I listened as they talked of trivial things, reluctant to begin the difficult farewells. When I had a moment, I pulled Charles aside. I had one more thing to say to him that I had forgotten to tell him in private.
“When you get back to camp, when you see Josiah, will you give him a message for me? Tell him . . . tell him he’s going to be a father.”
Charles stared at me as if he hadn’t understood. “Is it your maid? Tessie?” he asked, frowning.
“Yes. They’re married. They have been for several years.” I couldn’t understand why he didn’t share my delight at the news. Josiah had marched and camped and gone hungry with him and Jonathan for the past two years. “What’s wrong?” I asked.
“It’s . . . complicated. He and Tessie belong to two separate owners, for one thing. Josiah is never going to be a father in the sense that you mean.”
There was something behind Charles’ words and in his attitude that I didn’t want to examine too closely. Then the train whistle blew and the moment passed. The time to say good-bye had finally come. Charles drew a deep breath, as if steeling himself.
“Don’t say it,” I begged. “Please don’t say good-bye.”
He pulled me into his arms, kissed me softly on the cheek. “All right,” he murmured. “I’ll
see you soon.”
Charles marched north again with General Longstreet to rejoin Lee’s army, and the news he sent was all good. General Rodes took the city of Martinsburg. General Ewell took Winchester on the same day. At the end of June they crossed the Potomac into Union territory. One year ago a huge Federal army had threatened Richmond; now Washington and Philadelphia felt threatened by the invading Confederate army. Daddy’s hopes for another Rebel victory soared. Surely the North would sue for peace. It would all be over soon.
The first three days of July were the longest ones in my life as the opposing armies finally clashed in an unknown Pennsylvania town named Gettysburg. The early reports of Confederate victories raised hopes higher still. While I waited in an agony of suspense for news about Charles, a devastating blow threw the city into despair. The long siege of Vicksburg had ended in defeat. General Pemberton had surrendered the city to Federal forces on the Fourth of July. That meant the Mississippi River was in Union hands; the Confederacy was cut in half.
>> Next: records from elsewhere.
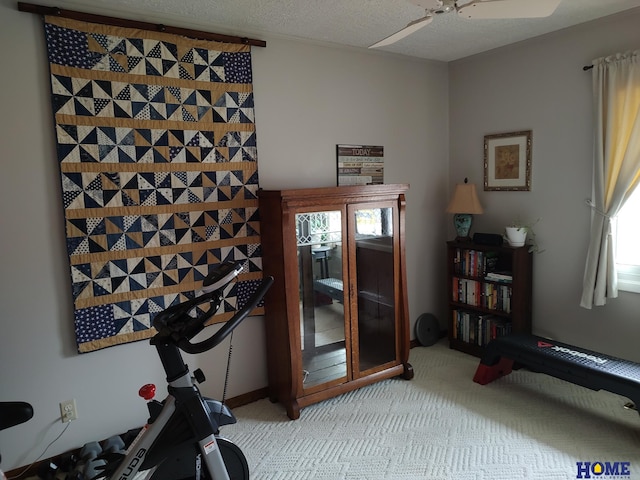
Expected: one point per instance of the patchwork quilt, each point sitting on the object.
(157, 152)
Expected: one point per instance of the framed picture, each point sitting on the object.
(507, 161)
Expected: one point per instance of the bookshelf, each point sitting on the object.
(489, 293)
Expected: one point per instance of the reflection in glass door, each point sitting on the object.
(322, 313)
(376, 288)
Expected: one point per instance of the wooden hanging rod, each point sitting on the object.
(122, 22)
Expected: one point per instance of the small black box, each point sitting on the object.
(487, 239)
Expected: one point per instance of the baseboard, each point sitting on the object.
(235, 402)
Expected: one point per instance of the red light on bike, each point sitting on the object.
(147, 391)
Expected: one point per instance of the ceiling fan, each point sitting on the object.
(474, 10)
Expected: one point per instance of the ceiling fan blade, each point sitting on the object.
(508, 9)
(405, 32)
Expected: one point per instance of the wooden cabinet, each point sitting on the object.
(337, 315)
(489, 293)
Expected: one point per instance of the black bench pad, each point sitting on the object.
(577, 365)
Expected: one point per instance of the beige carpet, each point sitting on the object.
(442, 425)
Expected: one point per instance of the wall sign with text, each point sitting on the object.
(360, 165)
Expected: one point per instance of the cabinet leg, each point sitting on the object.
(408, 371)
(293, 410)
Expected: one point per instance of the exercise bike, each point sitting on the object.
(11, 414)
(181, 439)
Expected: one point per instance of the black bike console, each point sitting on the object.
(573, 364)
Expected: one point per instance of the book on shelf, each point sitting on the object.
(475, 293)
(478, 329)
(499, 276)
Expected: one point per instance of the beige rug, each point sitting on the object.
(442, 425)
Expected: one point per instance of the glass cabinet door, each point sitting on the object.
(375, 274)
(322, 311)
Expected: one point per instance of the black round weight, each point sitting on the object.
(427, 329)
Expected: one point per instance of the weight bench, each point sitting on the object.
(573, 364)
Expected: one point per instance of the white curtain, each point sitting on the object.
(616, 166)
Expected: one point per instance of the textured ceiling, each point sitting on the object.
(354, 23)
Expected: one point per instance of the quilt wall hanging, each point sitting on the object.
(157, 153)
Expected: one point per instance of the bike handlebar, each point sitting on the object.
(186, 346)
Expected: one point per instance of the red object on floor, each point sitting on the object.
(485, 373)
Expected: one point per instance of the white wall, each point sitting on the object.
(308, 99)
(540, 85)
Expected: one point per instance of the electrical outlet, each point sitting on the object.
(68, 411)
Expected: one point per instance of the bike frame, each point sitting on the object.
(180, 438)
(141, 455)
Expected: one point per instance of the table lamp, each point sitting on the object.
(464, 205)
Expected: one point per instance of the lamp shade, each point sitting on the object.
(465, 200)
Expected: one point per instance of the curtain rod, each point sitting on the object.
(122, 22)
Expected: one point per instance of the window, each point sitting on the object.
(627, 225)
Then the awful truth about the battles being fought at Gettysburg slowly began to filter home. The news stunned all of us. Half of General Pickett’s men had been mowed down by artillery and rifle fire in a daring but ill-fated charge up Cemetery Hill. Out of a force of two hundred fifty men in the 9th Virginia Regiment, only thirty-eight had survived. Altogether, Lee’s army suffered more than twenty-eight thousand casualties—more than one-third of his men—and had gained nothing. Lee was in retreat, marching from the battlefield by night in a drenching rain.
After the way Charles had spoken about dying two months earlier, I couldn’t summon the courage to go downtown and read the casualty lists from Gettysburg. “You must prepare yourself for the fact that I might die,” he had said. So many thousands of men had died at Gettysburg, so many more had been grievously wounded, that I lost all hope that Charles might have been spared. “I’ve had to prepare myself . . . and you must, too.”